Yong and his boyfriend had been dating for less than a year, but the couple wanted to stay in the neighborhood of Williamsburg, where the average rent for one bedroom went up. 25 percent last year. Yong won an affordable residential lottery, and the two planned to split a one-bedroom apartment for $ 2,700 a month starting in July. They bought a Noguchi coffee table and dreamed of designing their own home.

“We wanted to have the flexibility to wait at least a year’s benchmark for our relationship,” Yeung said. “But I thought it would make much more sense to live with this rental market and how long I wanted to stay in this neighborhood.”

But since the first interview with the New York Times, Yong and his partner have decided to get things done.

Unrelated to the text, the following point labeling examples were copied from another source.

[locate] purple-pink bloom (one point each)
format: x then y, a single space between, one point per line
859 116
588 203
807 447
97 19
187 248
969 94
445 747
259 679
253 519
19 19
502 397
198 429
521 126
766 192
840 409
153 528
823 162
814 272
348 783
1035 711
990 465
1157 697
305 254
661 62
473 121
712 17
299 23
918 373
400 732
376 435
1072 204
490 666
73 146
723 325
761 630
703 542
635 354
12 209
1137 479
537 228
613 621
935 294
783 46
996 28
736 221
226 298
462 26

“The solid dating pressure of moving together has really allowed us to reassess whether this is a good thing so far,” Yeung said. “It put a lot of stress on us to make things work.”

Now, Yong is moving to a one-bedroom room by himself and is planning his income budget with great care, even if no one is sharing the rent. “We have few takeaways, we probably eat out only one day a week, and we don’t order coffee,” he said. “I’ll try to cut out all the luxury of everyday life just to pay the rent.” He also said goodbye to the Noguchi coffee table.

And perhaps not living with a romantic partner would be best anyway. “Finally the city was opened and I felt like I had so many lives to live. If I lived with my partner, I wouldn’t lose some of that newly discovered freedom. I was worried. “ Yong said. “I think we had to commit to each other in a really fast way.”